To help realize the promise of the ACA for the lesbian, gay, bisexual and transgender community, Raising Women’s Voices has led the creation of a new LGBT Task Force within Health Care for All New York, the state’s health reform coalition.  I outlined the goals of the new task force at its first meeting, held in New York City on May 21:
  • — Bring a sharp analytical focus to the issues that concern LGBT people as New York’s newly-established health Exchange is developed
  • — Inform and mobilize LGBT people about what is at stake for us and our families
  • — Bring more LGBT groups into the Health Care for All New York (HCFANY) coalition as it works for influence state Exchange policies and procedures.
The Task Force is already moving forward to staff a booth at the NYC Pride Fest on June 24 and to conduct “listening sessions” with LGBT people about their health care concerns.

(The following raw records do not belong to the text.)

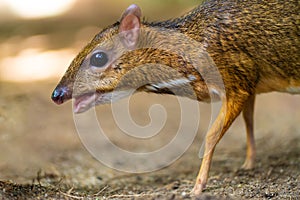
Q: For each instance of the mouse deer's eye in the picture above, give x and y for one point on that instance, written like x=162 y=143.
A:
x=99 y=59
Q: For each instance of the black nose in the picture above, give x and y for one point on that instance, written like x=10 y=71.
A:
x=60 y=95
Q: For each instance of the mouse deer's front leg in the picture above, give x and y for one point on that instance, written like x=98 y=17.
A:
x=229 y=111
x=248 y=118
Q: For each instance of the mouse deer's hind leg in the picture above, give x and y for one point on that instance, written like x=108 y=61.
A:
x=229 y=111
x=248 y=118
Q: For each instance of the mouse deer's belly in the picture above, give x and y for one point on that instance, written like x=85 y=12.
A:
x=278 y=85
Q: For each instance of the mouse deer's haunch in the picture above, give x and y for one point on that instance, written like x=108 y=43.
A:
x=254 y=46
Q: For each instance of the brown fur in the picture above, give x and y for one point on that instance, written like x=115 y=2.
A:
x=254 y=44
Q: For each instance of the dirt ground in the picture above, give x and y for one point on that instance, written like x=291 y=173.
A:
x=42 y=157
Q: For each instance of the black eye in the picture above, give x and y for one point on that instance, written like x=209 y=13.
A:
x=99 y=59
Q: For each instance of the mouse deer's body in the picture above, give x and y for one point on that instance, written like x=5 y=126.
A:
x=254 y=45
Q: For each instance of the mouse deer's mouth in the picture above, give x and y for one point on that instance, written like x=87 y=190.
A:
x=84 y=102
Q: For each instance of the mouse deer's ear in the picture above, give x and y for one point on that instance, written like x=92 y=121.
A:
x=130 y=26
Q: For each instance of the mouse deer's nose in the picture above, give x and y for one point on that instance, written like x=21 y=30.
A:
x=61 y=95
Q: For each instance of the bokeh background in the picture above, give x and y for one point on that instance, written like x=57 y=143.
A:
x=38 y=40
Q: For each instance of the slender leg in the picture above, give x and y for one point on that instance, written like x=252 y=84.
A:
x=229 y=111
x=248 y=118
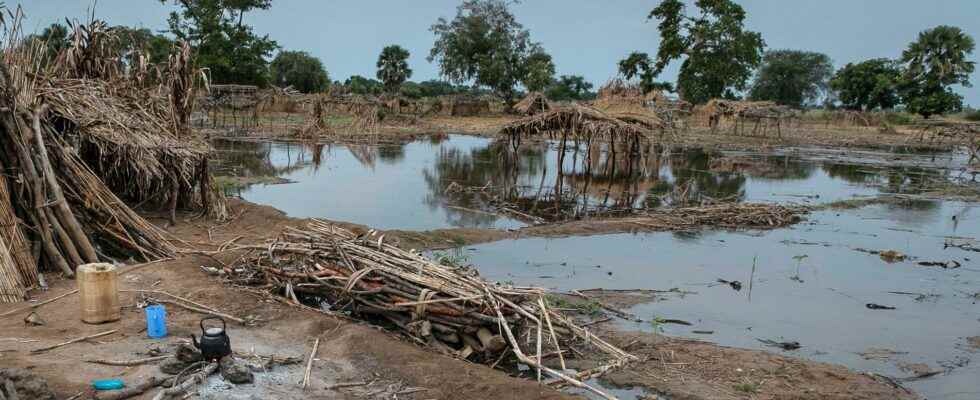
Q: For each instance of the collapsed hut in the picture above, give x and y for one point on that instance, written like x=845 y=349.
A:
x=533 y=103
x=763 y=114
x=950 y=132
x=80 y=139
x=449 y=308
x=464 y=106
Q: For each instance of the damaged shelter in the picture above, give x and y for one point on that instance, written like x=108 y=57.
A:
x=83 y=135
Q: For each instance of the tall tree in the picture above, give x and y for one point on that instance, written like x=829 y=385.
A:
x=484 y=44
x=540 y=71
x=867 y=85
x=570 y=87
x=300 y=70
x=792 y=77
x=938 y=59
x=720 y=53
x=639 y=65
x=393 y=67
x=222 y=42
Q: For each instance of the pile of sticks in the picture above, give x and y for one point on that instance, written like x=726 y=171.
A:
x=448 y=308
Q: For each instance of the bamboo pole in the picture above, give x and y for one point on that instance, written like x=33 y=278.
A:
x=69 y=222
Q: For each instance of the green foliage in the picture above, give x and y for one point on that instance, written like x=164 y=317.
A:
x=972 y=115
x=720 y=54
x=230 y=50
x=867 y=85
x=791 y=77
x=540 y=71
x=54 y=38
x=300 y=70
x=393 y=67
x=938 y=59
x=570 y=87
x=485 y=44
x=134 y=41
x=639 y=65
x=361 y=85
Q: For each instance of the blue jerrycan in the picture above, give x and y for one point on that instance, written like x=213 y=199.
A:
x=156 y=321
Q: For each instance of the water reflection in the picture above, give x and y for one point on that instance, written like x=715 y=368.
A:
x=464 y=181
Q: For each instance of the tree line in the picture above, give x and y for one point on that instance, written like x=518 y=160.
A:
x=484 y=49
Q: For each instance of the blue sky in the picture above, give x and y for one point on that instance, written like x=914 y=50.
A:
x=585 y=37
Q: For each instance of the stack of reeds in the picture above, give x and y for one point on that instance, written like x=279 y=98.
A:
x=80 y=137
x=449 y=308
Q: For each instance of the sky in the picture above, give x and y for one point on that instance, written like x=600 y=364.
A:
x=584 y=37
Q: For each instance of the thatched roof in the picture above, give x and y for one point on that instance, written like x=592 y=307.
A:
x=533 y=103
x=577 y=121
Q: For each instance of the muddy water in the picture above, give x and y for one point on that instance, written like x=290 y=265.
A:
x=405 y=186
x=812 y=282
x=820 y=301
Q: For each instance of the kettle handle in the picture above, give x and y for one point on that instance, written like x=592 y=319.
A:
x=223 y=326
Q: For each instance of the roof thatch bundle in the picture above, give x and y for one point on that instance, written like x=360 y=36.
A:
x=81 y=137
x=532 y=104
x=578 y=122
x=465 y=106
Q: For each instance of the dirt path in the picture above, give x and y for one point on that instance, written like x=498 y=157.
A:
x=353 y=352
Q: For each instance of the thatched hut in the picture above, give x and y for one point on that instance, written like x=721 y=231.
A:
x=83 y=139
x=533 y=103
x=464 y=106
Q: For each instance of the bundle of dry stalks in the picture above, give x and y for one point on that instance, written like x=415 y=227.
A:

Joining members of the new task force for its initial meeting was Andrew Cray, a policy analyst at the Center for American Progress in Washington, D.C. Cray and Kellan Baker are leading the center’s LGBT State Exchanges Project, which is working with advocates in five states where health Exchanges have been formally established: California, Colorado, Maryland, Nevada and Oregon.

Cray outlined some of the issues LGBT people face in obtaining and using health coverage, compared to the general population: lower rates of insured, obstructed access to health care services, lack of cultural competency in health care delivery and lack of data collection on LGBT people’s health problems. Higher-than-average rates of breast cancer, depression and HIV/AIDS are among the health disparities experiences by LGBT people.

The LGBT Health Exchanges Project is encouraging advocates to focus on three areas of state health Exchange development:

  • — Equal access: Regulations issued by the U.S. Department of Health and Human Services prohibit state Exchanges and their contractors from discriminating against anyone based on sexual orientation or gender identity. In practice, this nondiscrimination policy should mean equal access to affordable coverage for same-sex families and transgender people. One example of an advocacy focus is ensuring that the “benchmark” insurance plan chosen as a model for plans to be offered in a state Exchange is inclusive, not exclusive, in its coverage of services relevant to LGBT people.
  • — Consumer engagement: It is important that state insurance Exchanges conduct outreach to LGBT people in a culturally-competent manner and choose LGBT community organizations to serve as Exchange-funded “Navigators” to help their constituents enroll in plans offered by the Exchange.
  • — Data collection: To better serve LGBT people, state Exchanges need to encourage voluntary self-identification of applicants’ sexual orientation and gender identity. This can be accomplished by explaining how data collection can improve plan offerings for LGBT people and by ensuring there are robust confidentiality protections.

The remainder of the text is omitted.